Les banques ne sont pas toutes à l'identique du traitement et des concessions des avantages et privilèges boursiers. On ramasse ici, on dépense ailleurs. Les classes crient leur existence et s'accrochent comme une lumière aux yeux des non-voyants. Elles sont une exposition étalée recto-verso à tous les passants. L'épanouissement parait s'accomplir à la portée du moins grand nombre. L'audace assistée allait dans la complaisance des interstices réglementaires perpétrer sa percée dans la virginité libérale que l'on faisait subitement désirer par un pays non encore prêt à la donner. L'ouverture économique ne s'est faite qu'à l'égard d'une rondelle sociale préparée au préalable à la prise de décision exerçant ainsi une pression dynamique sur l'ensemble des segments composant la pyramide nationale. Les fils d'un tel et d'un tel, le beau frère d'un autre font noircir les unes de journaux. Ceci s'est fait également dans un tournant favorisé par une conjoncture minée par l'imposture de nouveaux réseaux fichés sournoisement dans le circuit public, qui au détour procréait un secteur libre et personnel. La situation cuirassait la roublardise et excitait la fourberie pour prendre place aux premières loges des premiers à s'asseoir dans les sièges commodes de la facilité financière.

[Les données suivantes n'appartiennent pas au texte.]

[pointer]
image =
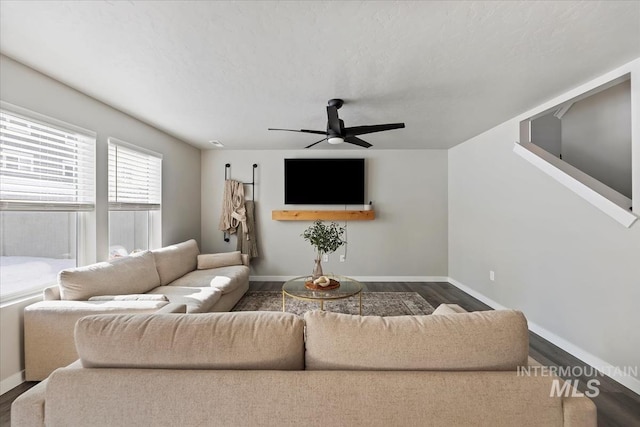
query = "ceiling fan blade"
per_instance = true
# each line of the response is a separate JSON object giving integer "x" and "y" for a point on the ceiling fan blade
{"x": 357, "y": 141}
{"x": 318, "y": 132}
{"x": 333, "y": 121}
{"x": 361, "y": 130}
{"x": 317, "y": 142}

Par ailleurs s'aventurer dans les allées qui n'existent pas mais s'imaginent se poursuivre dans les favelas, ces baraques à construction illicite ou ces terrains encore plus nus que l'infortune des gens qui les rend en cité maladroite et ghettoïsée ne convainc personne sur l'angélisme égalitaire claironné à coup de satrape et de programmes dit RHP. Cette foule qui y vit, classe innommable, malencontreuse arrive quand bien même à constituer un bon plan de charge pour les voraces appendices avoisinant la première. Elle aussi tient à « trouver son compte » dans cette situation. Ils y trouvent un excellent moyen de recyclage et un filtre de traitement légalisé des marchés publics et autres bons de dépenses du trésor. Ici la boue est un luxe quand l'hiver est sec. La chaleur une ambiance quand l'été s'absente et fait la saison buissonnière. Ici dans ces villes adultérines, l'urbanisme est une autre loi de complaisance et de complicité. L'eau comme l'électricité forment un acte probant de bonne propriété. Le fait accompli imposé par une agglomération sans nom ni identifiant s'est accumulé au fil des misères alternatives et s'offre comme un plan de régularisation qu'une loi de 2008 en vient pour confirmer la naissance non déclarée. Ces crèches mal futées reçoivent à la pénombre la lassitude des bras et des muscles qui le jour, pour quelques dinars troués se dépensent dans l'indifférence des villes pour finir par marbre, dalles de sol et jacuzzi l'opulence de ceux qui se croient être de la première classe.  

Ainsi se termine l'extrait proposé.